Food retailers start the new year with fresh climate plans
Ahold Delhaize and Aldi UK have refined their climate plans and targets as they head towards 2030 interim commitments.
The retailers’ announcements come just a few weeks after COP28 placed food at the centre of the climate agenda.
Ahold Delhaize: Refining decarbonisation levers
Ahold Delhaize, which reported net sales of €87 billion in 2022, up 15% year on year, has published an updated climate plan that will apply to all 6,769 of its shops – most of which are in Europe and the US. The company also recently hired Alex Holt as its next Chief Sustainability Officer.
The new plan doesn’t change the retailer’s science-based climate targets: for Scope 1 and 2, cutting emissions by 50% by 2030 and achieving net zero by 2040; for Scope 3, achieving 37% reduction by 2030 and net zero by 2050.
However, it refines decarbonisation levers (namely agriculture, processing, packaging, waste, transport, operations, retail and use of products) with their quantified potential greenhouse gas (GHG) emission reductions. For instance, actions with the biggest reduction potential in Scope 3 revolve around changes in agricultural practices and livestock farming, as well as achieving a deforestation-free supply chain.
Jan-Ernst de Groot, Ahold Delhaize’s current Chief Sustainability Officer (who is retiring in April), said: “With this update, we are taking an important step forward in defining a clear action plan on both our net-zero targets and interim (2030) targets. The challenge with long term net-zero targets is to connect these with immediate actions as well as concrete plans for interim targets.
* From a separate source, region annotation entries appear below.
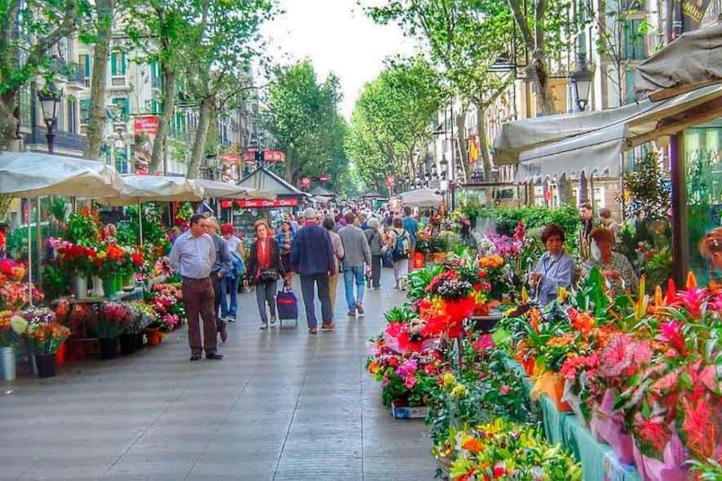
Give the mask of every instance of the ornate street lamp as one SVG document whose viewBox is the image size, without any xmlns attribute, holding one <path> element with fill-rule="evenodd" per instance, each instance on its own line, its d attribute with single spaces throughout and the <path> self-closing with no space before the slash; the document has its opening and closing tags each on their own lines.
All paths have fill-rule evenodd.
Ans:
<svg viewBox="0 0 722 481">
<path fill-rule="evenodd" d="M 48 128 L 48 153 L 55 154 L 55 124 L 58 121 L 58 104 L 63 97 L 62 89 L 58 89 L 55 82 L 51 81 L 42 90 L 38 91 L 38 100 L 40 101 L 43 120 Z"/>
<path fill-rule="evenodd" d="M 587 67 L 583 53 L 577 53 L 574 70 L 569 74 L 569 80 L 574 87 L 574 98 L 580 112 L 583 112 L 589 105 L 589 89 L 591 87 L 591 72 Z"/>
</svg>

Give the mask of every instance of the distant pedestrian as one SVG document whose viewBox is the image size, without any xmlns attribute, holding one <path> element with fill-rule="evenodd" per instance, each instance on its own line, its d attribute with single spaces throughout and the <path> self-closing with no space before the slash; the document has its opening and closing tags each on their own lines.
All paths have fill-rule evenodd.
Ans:
<svg viewBox="0 0 722 481">
<path fill-rule="evenodd" d="M 293 283 L 293 268 L 291 266 L 291 245 L 293 244 L 293 225 L 290 221 L 284 220 L 281 224 L 281 231 L 276 236 L 281 249 L 281 260 L 286 271 L 287 281 L 290 285 Z"/>
<path fill-rule="evenodd" d="M 371 282 L 370 286 L 378 290 L 381 288 L 381 257 L 383 255 L 383 234 L 381 225 L 376 219 L 368 219 L 368 228 L 364 231 L 368 247 L 371 250 Z"/>
<path fill-rule="evenodd" d="M 347 226 L 339 231 L 339 237 L 344 243 L 344 286 L 346 302 L 349 305 L 349 316 L 364 315 L 363 298 L 366 289 L 366 268 L 371 268 L 371 250 L 368 247 L 366 234 L 360 228 L 354 225 L 354 214 L 346 214 Z M 354 296 L 354 283 L 356 296 Z"/>
<path fill-rule="evenodd" d="M 416 250 L 416 234 L 419 231 L 419 223 L 411 216 L 411 208 L 406 206 L 404 208 L 404 220 L 401 221 L 404 230 L 409 234 L 409 242 L 411 242 L 410 254 L 413 255 Z"/>
<path fill-rule="evenodd" d="M 329 231 L 316 224 L 316 210 L 303 212 L 305 225 L 296 233 L 291 246 L 291 265 L 301 277 L 301 292 L 306 310 L 309 334 L 317 332 L 318 322 L 313 305 L 314 286 L 321 301 L 321 329 L 333 330 L 333 312 L 329 292 L 329 276 L 336 273 L 336 260 Z"/>
<path fill-rule="evenodd" d="M 238 309 L 238 282 L 245 273 L 245 256 L 243 244 L 233 235 L 233 226 L 224 224 L 221 226 L 228 252 L 230 252 L 233 268 L 221 279 L 221 317 L 228 322 L 235 322 Z"/>
<path fill-rule="evenodd" d="M 409 273 L 411 240 L 409 233 L 404 229 L 404 221 L 401 217 L 393 218 L 393 229 L 388 231 L 387 242 L 386 248 L 391 250 L 393 260 L 393 278 L 396 281 L 393 288 L 403 289 Z"/>
<path fill-rule="evenodd" d="M 253 225 L 256 241 L 251 245 L 247 277 L 249 283 L 256 285 L 256 301 L 261 317 L 261 329 L 269 328 L 269 317 L 266 311 L 268 304 L 271 312 L 271 324 L 276 323 L 276 291 L 278 280 L 286 274 L 281 250 L 277 241 L 270 235 L 271 228 L 266 219 L 260 219 Z"/>
<path fill-rule="evenodd" d="M 336 222 L 331 216 L 326 216 L 323 219 L 323 228 L 329 231 L 331 236 L 331 244 L 334 247 L 334 254 L 336 257 L 336 273 L 329 277 L 329 294 L 331 296 L 331 312 L 336 309 L 336 291 L 339 283 L 339 275 L 341 273 L 341 261 L 344 258 L 344 244 L 341 241 L 341 237 L 334 231 Z"/>
<path fill-rule="evenodd" d="M 222 237 L 218 235 L 218 221 L 215 217 L 209 217 L 205 224 L 206 234 L 213 239 L 213 244 L 215 246 L 215 255 L 213 267 L 211 268 L 211 283 L 213 284 L 213 293 L 215 299 L 216 326 L 218 332 L 221 335 L 221 340 L 224 343 L 228 338 L 228 332 L 226 329 L 226 320 L 220 317 L 221 308 L 221 280 L 226 276 L 233 269 L 233 260 L 231 259 L 230 252 L 228 250 L 228 244 Z"/>
<path fill-rule="evenodd" d="M 171 267 L 183 279 L 183 307 L 188 317 L 188 340 L 191 361 L 198 361 L 206 351 L 206 359 L 222 359 L 216 352 L 216 316 L 213 312 L 215 294 L 211 283 L 211 268 L 215 262 L 213 238 L 205 232 L 208 221 L 201 214 L 192 216 L 189 229 L 178 236 L 168 256 Z M 199 317 L 203 317 L 203 344 Z"/>
</svg>

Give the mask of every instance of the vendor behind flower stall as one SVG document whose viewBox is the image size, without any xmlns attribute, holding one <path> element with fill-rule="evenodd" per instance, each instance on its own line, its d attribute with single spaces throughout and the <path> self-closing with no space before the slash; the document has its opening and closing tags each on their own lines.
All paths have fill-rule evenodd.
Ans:
<svg viewBox="0 0 722 481">
<path fill-rule="evenodd" d="M 567 288 L 574 280 L 574 260 L 565 251 L 564 229 L 550 224 L 542 232 L 547 252 L 542 255 L 529 279 L 539 304 L 547 305 L 557 296 L 559 288 Z"/>
<path fill-rule="evenodd" d="M 639 278 L 624 254 L 612 250 L 614 245 L 614 236 L 612 231 L 596 227 L 592 230 L 589 237 L 592 240 L 591 258 L 582 266 L 583 276 L 588 276 L 592 268 L 596 266 L 601 271 L 612 294 L 622 294 L 625 289 L 636 293 Z"/>
</svg>

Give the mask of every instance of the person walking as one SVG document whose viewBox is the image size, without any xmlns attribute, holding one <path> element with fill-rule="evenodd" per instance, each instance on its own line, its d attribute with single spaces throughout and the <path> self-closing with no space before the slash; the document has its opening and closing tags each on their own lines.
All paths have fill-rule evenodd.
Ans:
<svg viewBox="0 0 722 481">
<path fill-rule="evenodd" d="M 354 225 L 354 214 L 346 214 L 347 226 L 339 231 L 339 237 L 344 244 L 344 286 L 346 302 L 349 305 L 349 316 L 364 315 L 363 296 L 366 289 L 366 269 L 371 268 L 371 250 L 366 240 L 366 234 L 360 227 Z M 354 297 L 354 283 L 356 284 L 356 296 Z"/>
<path fill-rule="evenodd" d="M 333 311 L 329 292 L 329 277 L 336 273 L 336 260 L 329 231 L 316 221 L 316 210 L 303 212 L 305 224 L 299 229 L 291 246 L 291 265 L 301 277 L 301 293 L 306 311 L 308 333 L 317 332 L 318 322 L 313 305 L 314 286 L 321 301 L 321 329 L 334 330 Z"/>
<path fill-rule="evenodd" d="M 401 217 L 393 218 L 393 228 L 388 231 L 386 249 L 391 252 L 393 260 L 394 289 L 404 288 L 404 283 L 409 273 L 409 257 L 411 255 L 411 240 L 409 232 L 404 229 Z"/>
<path fill-rule="evenodd" d="M 281 231 L 276 236 L 279 247 L 281 248 L 281 260 L 283 268 L 286 271 L 286 282 L 289 285 L 293 283 L 293 268 L 291 266 L 291 245 L 293 244 L 293 226 L 289 220 L 281 223 Z"/>
<path fill-rule="evenodd" d="M 233 235 L 233 226 L 224 224 L 221 226 L 221 235 L 230 252 L 233 268 L 221 279 L 221 317 L 227 322 L 235 322 L 238 309 L 238 281 L 245 273 L 243 262 L 243 244 Z"/>
<path fill-rule="evenodd" d="M 341 237 L 334 229 L 336 229 L 336 221 L 334 216 L 329 215 L 323 219 L 323 229 L 329 231 L 331 236 L 331 244 L 334 247 L 334 255 L 336 257 L 336 273 L 329 277 L 329 295 L 331 296 L 331 312 L 336 309 L 336 289 L 339 283 L 339 275 L 341 272 L 341 260 L 344 258 L 344 243 Z"/>
<path fill-rule="evenodd" d="M 410 250 L 409 252 L 409 257 L 413 257 L 414 252 L 416 250 L 416 234 L 419 231 L 419 223 L 417 222 L 415 219 L 412 217 L 411 214 L 411 208 L 408 206 L 405 206 L 404 208 L 404 219 L 401 221 L 401 223 L 404 226 L 404 230 L 409 234 L 409 242 L 410 243 Z M 406 272 L 408 272 L 408 270 L 409 262 L 406 262 Z"/>
<path fill-rule="evenodd" d="M 383 255 L 383 235 L 381 224 L 375 218 L 368 219 L 368 229 L 364 231 L 371 251 L 371 282 L 369 287 L 377 291 L 381 288 L 381 257 Z"/>
<path fill-rule="evenodd" d="M 171 267 L 183 279 L 181 290 L 188 317 L 191 361 L 200 359 L 204 350 L 206 359 L 223 358 L 223 355 L 216 351 L 216 316 L 213 312 L 215 294 L 210 277 L 216 261 L 216 247 L 213 238 L 205 232 L 207 221 L 201 214 L 191 216 L 190 228 L 175 239 L 168 256 Z M 202 345 L 199 317 L 203 317 Z"/>
<path fill-rule="evenodd" d="M 228 244 L 226 244 L 223 238 L 218 235 L 218 221 L 215 217 L 209 217 L 205 224 L 206 234 L 213 239 L 213 244 L 215 246 L 215 257 L 213 267 L 211 268 L 211 283 L 213 284 L 213 294 L 214 296 L 214 310 L 216 314 L 216 326 L 218 327 L 218 333 L 220 334 L 221 340 L 224 343 L 228 338 L 228 332 L 226 330 L 226 321 L 220 316 L 221 308 L 221 280 L 225 277 L 226 274 L 233 269 L 233 260 L 230 257 L 230 252 L 228 250 Z"/>
<path fill-rule="evenodd" d="M 269 317 L 266 311 L 268 304 L 271 312 L 271 324 L 276 323 L 276 291 L 278 280 L 286 275 L 281 260 L 281 250 L 278 241 L 270 235 L 271 228 L 266 219 L 259 219 L 253 224 L 256 241 L 251 245 L 247 276 L 248 283 L 256 285 L 256 302 L 261 316 L 261 329 L 269 328 Z"/>
</svg>

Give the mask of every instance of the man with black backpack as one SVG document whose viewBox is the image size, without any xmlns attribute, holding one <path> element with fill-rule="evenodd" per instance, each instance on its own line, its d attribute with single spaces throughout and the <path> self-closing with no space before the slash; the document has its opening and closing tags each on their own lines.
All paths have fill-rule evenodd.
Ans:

Ahold Delhaize is addressing this by providing a new level of disclosure in this plan.”
Aldi UK: Tackling food waste
Meanwhile Aldi, the UK’s fastest-growing food retailer with £15.5 billion in sales in 2022, has revised its food waste targets after meeting its 2030 commitment eight years early.
The UK branch of the German discount supermarket chain has a goal of cutting food waste by 50% by 2030. Through better labelling, discounts and food donations to charities, it achieved a 41.9% in tonnes of food waste and 57% reduction in food waste intensity in 2022, from a 2017 baseline.
It is now reportedly targeting a 90% food waste reduction by 2030. CEO Giles Hurley said that millions of shoppers are switching to the discount supermarket as the cost of living rises, and in this context, “we have a huge role to play in making sustainability affordable for all”.